Dyrk1a haploinsufficiency induces diabetes in mice through decreased pancreatic beta cell mass

• Published in: Diabetologia Vol. 57; no. 5; pp. 960 - 969
• Main Authors: Rachdi, Latif, Kariyawasam, Dulanjalee, Guez, Fanny, Aïello, Virginie, Arbonés, Maria L., Janel, Nathalie, Delabar, Jean-Maurice, Polak, Michel, Scharfmann, Raphaël
• Format: Journal Article
• Language: English
• Published: Berlin/Heidelberg Springer Berlin Heidelberg 01.05.2014; Springer; Springer Nature B.V
• Subjects: Alzheimer's disease; Animals; Biological and medical sciences; Cell cycle; Cell growth; Cell Proliferation; Diabetes; Diabetes Mellitus, Experimental - genetics; Diabetes.

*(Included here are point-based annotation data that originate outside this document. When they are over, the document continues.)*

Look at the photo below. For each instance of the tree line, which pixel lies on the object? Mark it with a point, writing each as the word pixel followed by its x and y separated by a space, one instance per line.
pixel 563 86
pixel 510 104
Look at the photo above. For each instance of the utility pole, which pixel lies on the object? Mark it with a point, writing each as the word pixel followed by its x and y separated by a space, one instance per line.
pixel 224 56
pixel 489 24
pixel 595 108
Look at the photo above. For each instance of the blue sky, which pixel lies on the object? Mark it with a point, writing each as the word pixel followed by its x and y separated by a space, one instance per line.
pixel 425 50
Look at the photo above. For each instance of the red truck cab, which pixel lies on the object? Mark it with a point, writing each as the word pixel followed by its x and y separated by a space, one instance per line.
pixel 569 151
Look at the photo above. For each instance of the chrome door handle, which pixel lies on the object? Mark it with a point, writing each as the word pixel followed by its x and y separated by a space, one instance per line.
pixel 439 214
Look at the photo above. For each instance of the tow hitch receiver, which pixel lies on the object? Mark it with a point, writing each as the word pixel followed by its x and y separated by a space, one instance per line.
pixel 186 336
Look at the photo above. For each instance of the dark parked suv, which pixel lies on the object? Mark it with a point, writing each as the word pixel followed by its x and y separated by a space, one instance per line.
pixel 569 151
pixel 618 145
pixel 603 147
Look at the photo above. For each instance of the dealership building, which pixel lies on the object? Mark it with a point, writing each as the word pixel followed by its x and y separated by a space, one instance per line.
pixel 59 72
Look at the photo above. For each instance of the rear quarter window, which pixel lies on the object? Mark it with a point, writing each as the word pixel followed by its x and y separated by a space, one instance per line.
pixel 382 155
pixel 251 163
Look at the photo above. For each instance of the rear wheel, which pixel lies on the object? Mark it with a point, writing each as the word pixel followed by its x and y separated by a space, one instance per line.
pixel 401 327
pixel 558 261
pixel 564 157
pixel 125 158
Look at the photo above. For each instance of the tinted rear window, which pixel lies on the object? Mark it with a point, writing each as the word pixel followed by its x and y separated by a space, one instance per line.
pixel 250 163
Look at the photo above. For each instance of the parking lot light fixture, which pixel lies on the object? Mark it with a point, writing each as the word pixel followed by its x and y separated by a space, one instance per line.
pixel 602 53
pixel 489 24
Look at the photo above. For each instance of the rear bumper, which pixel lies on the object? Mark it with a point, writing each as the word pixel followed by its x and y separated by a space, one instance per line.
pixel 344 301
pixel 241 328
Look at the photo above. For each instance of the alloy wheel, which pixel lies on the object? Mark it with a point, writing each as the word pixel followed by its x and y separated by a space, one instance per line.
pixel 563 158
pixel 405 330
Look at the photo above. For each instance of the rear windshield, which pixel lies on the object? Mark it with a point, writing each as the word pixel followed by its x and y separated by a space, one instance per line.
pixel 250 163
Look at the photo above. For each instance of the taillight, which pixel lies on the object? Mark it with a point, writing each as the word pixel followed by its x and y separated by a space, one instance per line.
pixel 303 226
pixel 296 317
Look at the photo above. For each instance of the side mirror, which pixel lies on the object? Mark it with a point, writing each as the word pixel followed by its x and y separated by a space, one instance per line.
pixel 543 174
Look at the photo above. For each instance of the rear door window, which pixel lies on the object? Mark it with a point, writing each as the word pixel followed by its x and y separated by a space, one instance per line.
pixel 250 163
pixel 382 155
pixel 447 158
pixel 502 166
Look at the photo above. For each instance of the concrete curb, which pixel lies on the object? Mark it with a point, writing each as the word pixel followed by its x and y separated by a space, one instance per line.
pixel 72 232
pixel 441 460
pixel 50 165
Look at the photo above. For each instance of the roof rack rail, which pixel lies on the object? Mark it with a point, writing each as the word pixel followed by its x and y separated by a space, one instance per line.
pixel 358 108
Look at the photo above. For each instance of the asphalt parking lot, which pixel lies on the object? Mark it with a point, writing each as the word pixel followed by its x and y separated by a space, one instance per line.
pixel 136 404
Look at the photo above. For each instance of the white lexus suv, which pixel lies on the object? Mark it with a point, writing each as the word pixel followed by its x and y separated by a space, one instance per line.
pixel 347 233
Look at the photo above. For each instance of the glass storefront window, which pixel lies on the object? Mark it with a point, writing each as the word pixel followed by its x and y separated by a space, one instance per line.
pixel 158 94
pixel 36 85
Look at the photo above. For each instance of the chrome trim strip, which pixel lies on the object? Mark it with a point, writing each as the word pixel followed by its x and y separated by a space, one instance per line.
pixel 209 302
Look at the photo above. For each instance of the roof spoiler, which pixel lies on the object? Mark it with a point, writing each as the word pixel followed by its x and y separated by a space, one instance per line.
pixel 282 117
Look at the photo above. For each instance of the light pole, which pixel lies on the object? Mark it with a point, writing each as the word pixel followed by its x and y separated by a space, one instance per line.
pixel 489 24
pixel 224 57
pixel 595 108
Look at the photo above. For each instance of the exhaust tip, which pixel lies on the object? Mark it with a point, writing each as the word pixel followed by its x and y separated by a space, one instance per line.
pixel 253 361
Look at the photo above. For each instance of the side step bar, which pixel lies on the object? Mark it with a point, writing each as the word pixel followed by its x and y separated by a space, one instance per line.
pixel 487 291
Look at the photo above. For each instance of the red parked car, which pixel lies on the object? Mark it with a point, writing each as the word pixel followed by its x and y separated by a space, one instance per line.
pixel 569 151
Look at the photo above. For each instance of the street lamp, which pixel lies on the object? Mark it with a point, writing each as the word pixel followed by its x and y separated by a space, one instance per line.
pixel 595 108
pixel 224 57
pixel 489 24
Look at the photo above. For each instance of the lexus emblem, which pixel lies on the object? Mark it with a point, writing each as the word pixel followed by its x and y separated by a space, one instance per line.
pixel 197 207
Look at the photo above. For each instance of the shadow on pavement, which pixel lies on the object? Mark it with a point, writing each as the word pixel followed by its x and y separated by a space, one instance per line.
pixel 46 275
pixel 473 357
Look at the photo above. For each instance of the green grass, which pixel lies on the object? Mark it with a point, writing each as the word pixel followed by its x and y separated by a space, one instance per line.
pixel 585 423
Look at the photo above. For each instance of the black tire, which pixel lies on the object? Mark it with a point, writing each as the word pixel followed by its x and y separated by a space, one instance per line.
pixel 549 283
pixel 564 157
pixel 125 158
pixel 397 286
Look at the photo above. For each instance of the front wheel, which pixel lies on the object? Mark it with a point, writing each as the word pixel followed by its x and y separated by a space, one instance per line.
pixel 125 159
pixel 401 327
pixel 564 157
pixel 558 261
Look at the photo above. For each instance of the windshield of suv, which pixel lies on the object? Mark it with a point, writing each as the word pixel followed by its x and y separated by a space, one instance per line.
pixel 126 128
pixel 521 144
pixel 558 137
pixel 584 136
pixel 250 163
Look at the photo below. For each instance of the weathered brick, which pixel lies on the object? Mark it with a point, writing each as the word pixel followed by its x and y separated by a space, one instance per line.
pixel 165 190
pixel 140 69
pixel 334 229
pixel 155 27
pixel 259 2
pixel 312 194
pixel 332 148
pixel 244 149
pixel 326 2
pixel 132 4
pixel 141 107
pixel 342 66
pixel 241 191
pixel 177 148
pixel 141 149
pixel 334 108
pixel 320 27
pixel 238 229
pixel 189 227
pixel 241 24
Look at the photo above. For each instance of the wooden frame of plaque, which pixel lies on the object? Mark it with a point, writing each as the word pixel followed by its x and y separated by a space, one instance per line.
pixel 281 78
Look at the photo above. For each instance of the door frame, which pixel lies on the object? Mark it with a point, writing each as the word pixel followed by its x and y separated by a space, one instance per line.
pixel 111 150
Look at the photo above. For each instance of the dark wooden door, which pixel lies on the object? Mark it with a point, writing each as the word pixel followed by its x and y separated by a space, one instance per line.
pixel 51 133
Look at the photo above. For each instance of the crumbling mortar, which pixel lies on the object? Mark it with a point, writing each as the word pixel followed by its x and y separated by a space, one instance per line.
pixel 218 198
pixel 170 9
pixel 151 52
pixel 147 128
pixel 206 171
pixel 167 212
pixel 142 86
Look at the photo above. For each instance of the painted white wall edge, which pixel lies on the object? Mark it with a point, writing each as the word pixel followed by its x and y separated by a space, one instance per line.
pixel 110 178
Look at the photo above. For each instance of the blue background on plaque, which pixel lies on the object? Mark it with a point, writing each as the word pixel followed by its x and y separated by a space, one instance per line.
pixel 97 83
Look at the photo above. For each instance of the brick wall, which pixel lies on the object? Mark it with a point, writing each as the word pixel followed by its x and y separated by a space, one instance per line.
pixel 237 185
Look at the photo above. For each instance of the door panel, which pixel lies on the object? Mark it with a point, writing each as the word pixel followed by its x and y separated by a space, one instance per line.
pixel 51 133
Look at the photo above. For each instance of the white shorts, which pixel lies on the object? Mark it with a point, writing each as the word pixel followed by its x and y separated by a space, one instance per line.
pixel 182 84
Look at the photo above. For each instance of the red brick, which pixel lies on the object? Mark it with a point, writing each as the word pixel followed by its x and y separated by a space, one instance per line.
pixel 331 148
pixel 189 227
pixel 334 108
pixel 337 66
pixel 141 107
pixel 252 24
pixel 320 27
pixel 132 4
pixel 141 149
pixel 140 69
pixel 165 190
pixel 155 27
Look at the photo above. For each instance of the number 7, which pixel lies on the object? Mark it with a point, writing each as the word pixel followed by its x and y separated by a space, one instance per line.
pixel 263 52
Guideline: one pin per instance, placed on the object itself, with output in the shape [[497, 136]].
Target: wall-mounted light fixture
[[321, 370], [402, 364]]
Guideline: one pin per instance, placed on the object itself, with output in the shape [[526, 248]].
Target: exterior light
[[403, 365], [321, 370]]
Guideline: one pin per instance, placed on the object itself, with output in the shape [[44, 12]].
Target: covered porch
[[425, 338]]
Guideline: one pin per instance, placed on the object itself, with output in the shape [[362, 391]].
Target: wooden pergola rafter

Impaired glucose tolerance; Dyrk Kinases; Endocrine pancreas. Apud cells (diseases); Endocrinopathies; Etiopathogenesis. Screening. Investigations. Target tissue resistance; Glucose; Haploinsufficiency; Human Physiology; Insulin - metabolism; Insulin resistance; Insulin Secretion; Insulin-Secreting Cells - cytology; Internal Medicine; Islets of Langerhans - cytology; Kinases; Male; Medical sciences; Medicine; Medicine & Public Health; Metabolic Diseases; Metabolism; Mice; Mice, Transgenic; Phosphorylation; Protein Serine-Threonine Kinases - genetics; Protein Serine-Threonine Kinases - metabolism; Protein-Tyrosine Kinases - genetics; Protein-Tyrosine Kinases - metabolism; Signal Transduction; France; United States > US; Paris France; DYRK1A; Diabetes; Proliferation; p27; Beta cell; Endocrinopathy; Cell proliferation; Diabetes mellitus; Langerhans islet; Rodentia; Vertebrata; Mammalia; Mouse; Animal; β Cell; Endocrine pancreas
• ISSN: 0012-186X; 1432-0428
• DOI: 10.1007/s00125-014-3174-3

Aims/hypothesis Growth factors and nutrients are important regulators of pancreatic beta cell mass and function. However, the signalling pathways by which these factors modulate these processes have not yet been fully elucidated. DYRK1A (also named minibrain/MNB) is a member of the dual-specificity tyrosine phosphorylation-regulated kinase (DYRK) family that has been conserved across evolution. A significant amount of data implicates DYRK1A in brain growth and function, as well as in neurodegenerative processes in Alzheimer’s disease and Down’s syndrome. We investigated here whether DYRK1A would be an attractive candidate for beta cell growth modulation. Methods To study the role of DYRK1A in beta cell growth, we used Dyrk1a -deficient mice. Results We show that DYRK1A is expressed in pancreatic islets and provide evidence that changes in Dyrk1a gene dosage in mice strongly modulate glycaemia and circulating insulin levels. Specifically, Dyrk1a -haploinsufficient mice show severe glucose intolerance, reduced beta cell mass and decreased beta cell proliferation. Conclusions/interpretation Taken together, our data indicate that DYRK1A is a critical kinase for beta cell growth as Dyrk1a -haploinsufficient mice show a diabetic profile.